BF : Que découvre-t-on dans ces cœurs de pères d’enfants malades ou handicapés ?

On y découvre combien pour nombre de ces papas, l’irruption du handicap vient souvent balayer brutalement le scénario idéal qu’ils avaient imaginé, au point parfois de rejeter cet enfant : « Ma fille ne correspondait pas à l’image que je m’en faisais. J’ai eu peur ; je n’en voulais pas » témoigne Fabien Toulmé, auteur de la BD « ce n’est pas toi que j’attendais » chez Delcourt. Même si les premières réactions ne sont pas toujours aussi violentes, on constate que pour tous, le handicap vient brouiller la fonction paternelle. On sort de l’image trop répandue de l’homme fort qui assume en toutes circonstances… Comment tisser ce lien mis à rude épreuve au démarrage ? Comme si les pères avaient à adopter cet enfant tellement différent de ce qu’ils avaient envisagé. « On se sent amputé, on n’est pas papa comme on voudrait l’être » témoigne Philippe Idiartegaray, auteur de « Mon fils, ce petit héros », chez Salvator.
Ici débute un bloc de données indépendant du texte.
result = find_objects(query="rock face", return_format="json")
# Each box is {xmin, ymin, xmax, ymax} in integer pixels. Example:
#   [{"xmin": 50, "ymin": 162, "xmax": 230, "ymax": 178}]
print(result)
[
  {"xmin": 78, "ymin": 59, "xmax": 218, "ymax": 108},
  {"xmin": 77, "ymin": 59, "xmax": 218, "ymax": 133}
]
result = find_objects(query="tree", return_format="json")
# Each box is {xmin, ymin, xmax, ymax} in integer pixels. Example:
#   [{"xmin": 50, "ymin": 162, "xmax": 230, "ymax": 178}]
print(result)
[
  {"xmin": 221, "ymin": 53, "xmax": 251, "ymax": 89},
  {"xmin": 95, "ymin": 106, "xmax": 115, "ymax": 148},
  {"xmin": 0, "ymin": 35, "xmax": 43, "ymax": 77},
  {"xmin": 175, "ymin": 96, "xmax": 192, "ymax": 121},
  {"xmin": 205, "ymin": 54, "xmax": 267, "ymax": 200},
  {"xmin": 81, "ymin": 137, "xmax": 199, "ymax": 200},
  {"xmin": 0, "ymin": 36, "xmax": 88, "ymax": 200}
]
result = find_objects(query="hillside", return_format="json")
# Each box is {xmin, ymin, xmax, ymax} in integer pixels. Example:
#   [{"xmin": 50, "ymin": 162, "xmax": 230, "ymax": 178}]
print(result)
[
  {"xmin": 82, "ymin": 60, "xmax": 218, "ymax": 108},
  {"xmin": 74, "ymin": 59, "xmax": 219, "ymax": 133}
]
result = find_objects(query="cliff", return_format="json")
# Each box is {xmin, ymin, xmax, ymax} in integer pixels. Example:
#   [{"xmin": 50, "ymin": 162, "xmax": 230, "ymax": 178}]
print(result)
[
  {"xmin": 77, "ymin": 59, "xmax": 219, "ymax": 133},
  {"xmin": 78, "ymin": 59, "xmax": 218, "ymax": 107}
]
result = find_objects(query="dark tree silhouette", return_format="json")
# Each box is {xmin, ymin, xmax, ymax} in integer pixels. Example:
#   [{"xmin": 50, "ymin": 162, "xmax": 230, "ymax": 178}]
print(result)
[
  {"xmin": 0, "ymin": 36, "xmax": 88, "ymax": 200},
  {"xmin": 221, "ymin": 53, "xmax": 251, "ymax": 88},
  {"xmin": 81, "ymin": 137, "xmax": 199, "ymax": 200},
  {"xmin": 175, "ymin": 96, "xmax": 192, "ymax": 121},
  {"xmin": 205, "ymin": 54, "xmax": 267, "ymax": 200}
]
L’enfant handicapé fait souvent preuve d’un réel talent pour révéler à ce papa perdu comment exercer la paternité.

BF : mais alors comment font-ils pour tisser ce lien avec cet enfant si différent, au point de le nommer « mon héros »

C’est un lent chemin de rencontre et d’attachement mutuel, Valentin, où peu à peu, le handicap s’estompe pour laisser place à l’enfant. On découvre que l’enfant handicapé fait souvent preuve d’un réel talent pour révéler à ce papa perdu comment exercer la paternité : « J’ai désappris une façon d’être père, et je me suis laissé instruire par David » nous dit Philippe. Comme si ces enfants différents savaient tirer de ces cœurs de pères tout l’amour dont ils ne se croyaient pas capables : « il suscite en moi une bienveillance, une estime, et finalement une joie d’aimer incroyables » témoigne encore Philippe.

Mais ce chemin pour devenir père est semé d’embuches et de tentations, à commencer par celle de fuir. Nombre d’entre eux reconnaissent combien ils ont besoin des autres, et notamment de rencontrer d’autres papas d’un enfant handicapé, avec qui partager sans jugement aucun les doutes, les émotions, les larmes parfois, les questions aussi.

C’est pour cela que l’OCH propose à ces pères un week-end de rencontre. Il a lieu à Paris, ces 13 et 14 novembre. On peut encore s’y inscrire sur le site de l’OCH. Jamais facile pour un papa de se décider à sortir de lui-même pour venir à une telle rencontre. Alors, amis, épouses, aidez-le à faire le pas. C’est une occasion unique pour vivre cette expérience que Patrick a si bien résumée lors d’un précédent week-end : « Je suis venu à une rencontre de pères, je repars avec des frères ».